Crest or trough?
Investor confidence is up
D.S. Rawat
The New Year has begun on a positive note with the government allowing foreign individual investors, pension funds and trusts to directly invest in equities. This is a bold step to shore up investor confidence and attract dollar inflows.
Foreign investors will now be able to invest directly in Indian capital markets for the first time. It’s a positive signal to high-net-worth individuals who have been routing their investments through mutual funds or FIIs by way of participatory notes.
Food inflation has started coming down due to good agricultural crop. The bumper rabi crop due in March will be an additional booster dose for the economy.
This may prompt the RBI to start rolling back interest rates to boost the industrial sector. There are signs — however bleak they may seem at present — that the government is inclined to alter the perception of policy paralysis and take radical policy measures to kick-start the economy. But funds will come only when the economy and the corporate sector’s performance take a definite upward turn. The reforms process has not been put on the backburner and is likely to come with full force once the government manages to evolve political consensus on issues like the direct taxes code and goods and services tax. However, the challenges of high inflation and falling industrial production still remain. High interest rates have forced the industry to put the brakes on fresh investments. Much still needs to be done.
First, the government must fast-track the process of granting clearances to mega-infrastructure projects. This will lead to infusion of much-wanted investments into the economy and help re-gain the momentum. Three projects worth Rs 25,000 crore have been cleared in recent times.
Secondly, the RBI should start reversing its monetary policy. It has raised interest rates 13 times since March 2010 to control inflation. Now a new approach is needed — one that encourages production rather than curtails demand and, hence, increases the production of upstream industries and those of intermediate goods.

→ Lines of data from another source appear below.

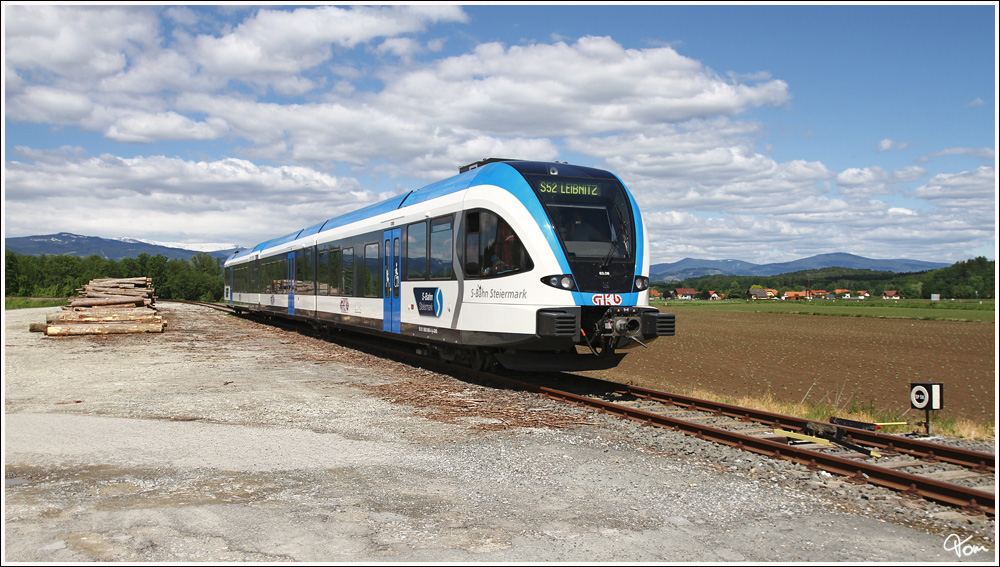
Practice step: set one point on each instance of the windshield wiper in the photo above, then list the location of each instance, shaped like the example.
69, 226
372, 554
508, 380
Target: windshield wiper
622, 230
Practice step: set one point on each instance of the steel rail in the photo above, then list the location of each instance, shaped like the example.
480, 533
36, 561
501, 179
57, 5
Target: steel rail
931, 452
969, 499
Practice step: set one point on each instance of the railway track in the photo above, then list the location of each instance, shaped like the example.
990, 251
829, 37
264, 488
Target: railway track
956, 477
948, 475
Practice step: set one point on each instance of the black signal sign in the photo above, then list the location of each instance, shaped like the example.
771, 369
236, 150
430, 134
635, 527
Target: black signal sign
926, 395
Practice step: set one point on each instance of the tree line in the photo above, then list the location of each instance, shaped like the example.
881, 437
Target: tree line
970, 279
197, 279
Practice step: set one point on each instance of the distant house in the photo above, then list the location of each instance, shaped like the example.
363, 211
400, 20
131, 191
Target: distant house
685, 293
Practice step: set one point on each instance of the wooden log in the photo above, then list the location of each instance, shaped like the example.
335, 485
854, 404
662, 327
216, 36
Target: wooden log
139, 280
83, 317
115, 293
90, 302
103, 329
105, 310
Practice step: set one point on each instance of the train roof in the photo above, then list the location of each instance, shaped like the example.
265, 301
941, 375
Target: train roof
490, 171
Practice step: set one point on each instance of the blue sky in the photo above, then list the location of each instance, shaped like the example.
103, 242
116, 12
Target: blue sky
758, 133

Thirdly, the government must take bold initiatives to encourage and further increase the flow of foreign investments. It needs to invite long-term FDI debt funds in the infrastructure sector. FDI should also be opened up in pension funds, which can then create lakhs of new jobs. The agriculture sector needs to find ways to reduce wastage of farm production and improve efficiency of its highly-fragmented food-supply chain. More than 30 per cent of agricultural produce is spoilt even before it reaches consumers. FDI in multi-brand retail will bring in huge investments in the expensive cold-chain infrastructure, like warehousing and refrigerated trucks, to service the front-end businesses.
The rupee’s depreciation by almost 20 per cent has made domestic production more attractive as imported components and raw materials have become costlier. Import-based industries should be encouraged to invest in manufacturing in India.
Growth will slow down further
Mohan Guruswamy
Between January 31 and December 31, 2011, India would have lost a full one per cent of its projected GDP growth. In terms of purchasing power parity of money, this would translate into 40.57 billion dollar. During the same period the value of the rupee declined from Rs 43 to Rs 52 per dollar, and we ended with a trade deficit of 122 billion dollar. The Sensex almost scaled 20,000 and then returned to languish at just below 16,000 at the time of writing.
Yet India will grow at about seven per cent this year and will be the second fastest-growing major economy in a world slowed down by financial turmoil and recession. Many in India think we had a bad year, while many abroad look to India as a source of robust growth, which along with China could pull the world economy up by its bootstraps.
That’s the bad news and the good news rolled up together. If you think you saw it all in 2011, wait, 2012 promises even more interesting times. When the Chinese say, “May you live in interesting times,” they are actually cursing you.
In a society that prizes tranquillity and predictability, to live in interesting times is the worst hell one can be in. But we in India are used to living in interesting times. We revel in it. For little is tranquil in our society and even less is predictable.
The global economy will continue to be in turmoil. Growth will be slow, and growing GDPs will be few and far between. Europe will hardly budge in terms of GDP growth. Twenty-two per cent of our exports go to Europe and have a higher value addition. But we could look forward to stable or even lower oil prices, unless the US
provokes Iran into jamming up the Strait of Hormuz.
In the last quarter of 2011, Indian exports grew at about 30 per cent. But this growth is unlikely to sustain because Europe is slowing down. The US has not begun a full recovery as yet. Mid-2011 figures give rise to some
optimism, but it is too early to predict a full recovery. If the US recovers smartly, Indian companies, particularly in the IT sector, will post big growths.
But the big driver of growth is investment. That, unfortunately, has begun to taper down, as much due to the uncertainty in New Delhi and the inertness of the government as due to the global conditions. The government finds itself hamstrung to spur investment. Populism has become its main weapon to deal with discontent. The burgeoning subsidy bill precludes any massive investment on either housing or infrastructure to lead recovery. This does not augur well for investment, which needs a surer climate and firmer hold at the helm.
So what is my prediction? It is simply this: India will still be among the fastest-growing nations in the world. But the GDP growth would slow down even further, maybe by another one per cent or 45 billion dollar in terms of opportunity cost. Maybe we can live with that. But money lost is money lost.